Wolf Pack struggling with 3-point shooting | NevadaAppeal.com

Wolf Pack struggling with 3-point shooting

Joe Santoro
Special to the Nevada Appeal

Joey Shaw could only sit there, smile and shake his head.

 “You know, everybody knows you are supposed to hit those wide-open 3-pointers,” the Nevada Wolf Pack senior said Saturday night after a 74-61 victory over the Wagner Seahawks. “So it’s real frustrating.”

 The Wolf Pack’s frustrations from 3-point range showed up again Saturday night despite the easy victory over Wagner. The Pack made just three of its 14 attempts from beyond the arc. Starters Brandon Fields, Luke Babbitt and Shaw were a combined 1-for-9 from long distance.

 “We’re getting good looks,” said Shaw, who was 0-for-4 from 3-point distance against Wagner. “I don’t know what’s happening. They are just not going down.”

 The Wolf Pack, which will face BYU Tuesday afternoon (noon) and either Nebraska or Tulsa on Wednesday at the Orleans Arena in Las Vegas, has struggled mightily from 3-point range over its last seven games.

 Those last seven games have seen the Pack shoot just 23 percent (27-of-115) from beyond the arc. By comparison, the Pack shot 46 percent (25-of-54) on 3’s in its first three games.

 Wolf Pack coach David Carter, though, is convinced the recent 3-point numbers are merely an aberration.

 “You just have to keep shooting,” Carter said Saturday, repeating a familiar response to questions about the Pack’s 3-point struggles this year. “You can’t stop shooting. You get out of a shooting slump by shooting your way out of it.”

 The Pack, now 6-4, has gone 4-3 in its last seven games but that is more of an indication of the quality of the opposition. The struggles with 3’s the past two games (a combined 5-for-27) are a big reason why the victories over Eastern Washington (73-70) and Wagner (Nevada led just 69-61 with two minutes to go) were a lot closer than anyone expected.

 “We just have to keep working on it,” Shaw said. “We know we can make those shots.”

 The Wolf Pack finds itself seventh in the nine-team Western Athletic Conference in 3-point shooting at .308 percent (52-of-169). The Pack, on the other hand, is first in the WAC in shooting from inside the 3-point line at .546 percent (248-of-454). The last two games, for example, the Pack shot a sizzling .627 (54-of-86) from 2-point range against Eastern Washington and Wagner.

 Despite the confidence from Carter and the players that the Pack will shoot itself out of its slump, the Pack’s struggles from 3-point distance are now a two-year concern. Last year’s team, after all, finished seventh in the WAC on 3’s at .306 percent. Babbitt, who shot .429 as a freshman, is the only returning player this year that shot better than 32 percent from beyond the arc in 2008-09.

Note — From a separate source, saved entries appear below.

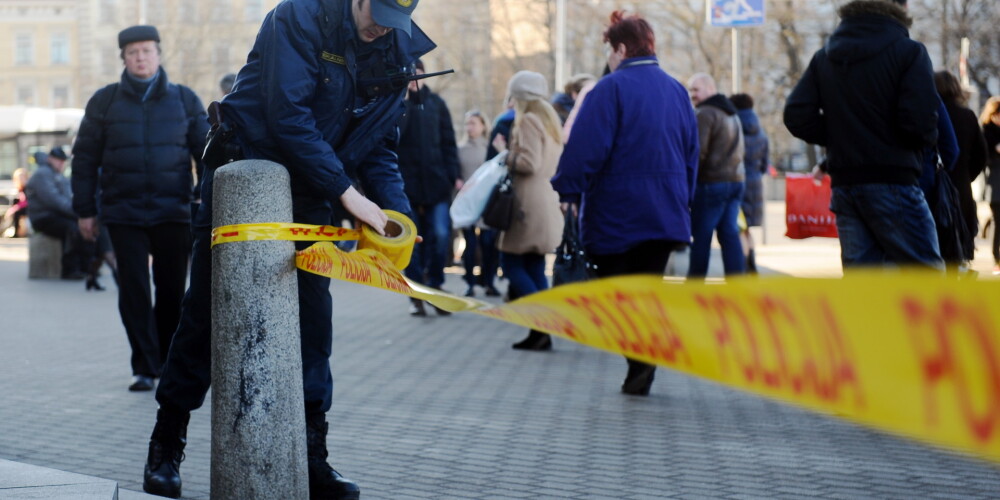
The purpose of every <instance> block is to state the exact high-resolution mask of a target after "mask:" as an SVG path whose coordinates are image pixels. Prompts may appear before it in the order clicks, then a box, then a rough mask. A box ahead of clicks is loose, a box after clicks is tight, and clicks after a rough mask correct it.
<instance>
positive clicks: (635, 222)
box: [552, 11, 699, 396]
mask: <svg viewBox="0 0 1000 500" xmlns="http://www.w3.org/2000/svg"><path fill="white" fill-rule="evenodd" d="M604 41H605V43H607V44H608V66H609V69H610V70H611V71H612V72H611V73H610V74H608V75H607V76H605V77H603V78H601V79H600V80H599V81H598V82H597V84H596V85H595V86H594V87H593V89H592V90H591V91H590V92H589V93H588V94H587V99H586V101H584V103H583V106H582V107H581V108H580V110H579V114H578V116H577V118H576V125H574V128H573V135H572V136H571V137H570V139H569V142H567V143H566V150H565V151H564V152H563V155H562V158H560V160H559V168H558V171H557V173H556V175H555V177H553V178H552V187H553V188H555V190H556V191H558V192H559V199H560V201H561V202H562V206H563V209H564V210H568V211H571V212H572V213H573V214H574V215H576V216H578V218H579V221H580V234H581V240H582V243H583V246H584V249H585V250H586V253H587V255H588V256H589V258H590V259H591V261H592V262H593V263H595V264H596V273H597V275H598V276H600V277H609V276H619V275H625V274H652V275H655V276H662V275H663V272H664V269H665V268H666V265H667V260H668V259H669V258H670V254H671V252H673V251H675V250H680V249H683V248H686V247H687V245H688V243H689V242H690V241H691V205H692V203H693V201H694V195H695V183H696V179H697V172H698V150H699V143H698V124H697V121H696V119H695V115H694V110H693V109H692V108H691V105H690V104H689V102H688V96H687V92H686V90H685V89H684V86H683V85H681V84H680V82H678V81H677V80H675V79H674V78H673V77H672V76H670V75H668V74H667V73H666V72H664V71H663V70H662V69H660V66H659V60H658V59H657V57H656V53H655V50H654V47H655V43H654V42H655V35H654V33H653V29H652V27H651V26H650V25H649V23H648V22H647V21H646V20H645V19H643V18H642V17H640V16H638V15H630V14H626V13H625V12H624V11H615V12H614V13H612V14H611V21H610V25H609V26H608V28H607V30H606V31H605V32H604ZM655 372H656V367H655V366H654V365H651V364H648V363H644V362H641V361H637V360H632V359H628V374H627V375H626V377H625V382H624V383H623V384H622V392H623V393H625V394H632V395H638V396H646V395H648V394H649V390H650V387H652V384H653V377H654V375H655Z"/></svg>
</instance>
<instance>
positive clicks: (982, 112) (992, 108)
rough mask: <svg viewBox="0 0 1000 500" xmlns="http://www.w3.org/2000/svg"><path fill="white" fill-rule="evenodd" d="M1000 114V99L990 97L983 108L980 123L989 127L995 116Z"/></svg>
mask: <svg viewBox="0 0 1000 500" xmlns="http://www.w3.org/2000/svg"><path fill="white" fill-rule="evenodd" d="M997 113H1000V97H995V96H994V97H990V98H989V99H987V100H986V104H985V105H984V106H983V112H982V113H981V114H980V115H979V123H981V124H983V125H989V124H990V122H992V121H993V115H995V114H997Z"/></svg>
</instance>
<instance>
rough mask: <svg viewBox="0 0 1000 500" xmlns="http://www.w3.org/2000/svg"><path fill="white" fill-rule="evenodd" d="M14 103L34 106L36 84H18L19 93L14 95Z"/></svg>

 The expectation, though, was that Armon Johnson (.278 last year), Shaw (.319), Fields (.221) and reserve Ray Kraemer (.308) would improve their accuracy on 3’s this year with either Carter’s new up-tempo offensive style and/or increased playing time.

 That theory, however, has really only worked out for only Kraemer, the team’s best 3-point shooter at .454 percent (15-for-33) and Shaw (13-of-39 this year for a .333 percent). Babbitt has made just 6-of-20 3-pointers (.300), Johnson has made just 4-of-15 (.267) and Fields is at .267 (12-of-45).

 Most everyone on the roster right now, though, is in a slump from 3-point range.

 Shaw has made just one of his last 10 3-pointers over his last three games, Babbitt is 3-of-14 over the last seven games, Johnson is 2-of-12 over the last seven games, Kraemer is just 3-of-11 over the last four games and Fields is just 1-of-13 over his last four games, though that one successful shot beat Eastern Washington with 4.3 seconds to play.

 A telling number is the mere five successful 3-pointers for Johnson and Babbitt over the last 14 games combined for the two scoring machines. Babbitt’s struggles are likely just temporary but Johnson’s woes are turning into a long-term concern. The point guard was deadly from 3-point range in high school at Hug High and also during his freshman year at Nevada when he shot .346. The last two years, though, he is shooting a mere .276 percent (29-of-105).

 Carter, though, would prefer that the Pack throw away the stat sheet and not look at the numbers right now. He certainly doesn’t want any of them to start getting shy about throwing up shots from long distance. The Pack, after all, because of its lack of size,  cannot rely on working the ball into the paint for easy shots every night, like they did against Wagner. This ius a team that is going to need the 3-pointer to win a lot of big games this year, especially once WAC play begins in January.

 “We’re getting great looks,” Carter said. “Sometimes that’s the toughest shot to make, when you are so wide open like that. I think that is part of the problem. The guys are so wide open that they are just rushing their shots a little. We have to remind them to get their feet set and take their time and not rush things.

 “But we’re taking good shots. We’re just not knocking them down right now.”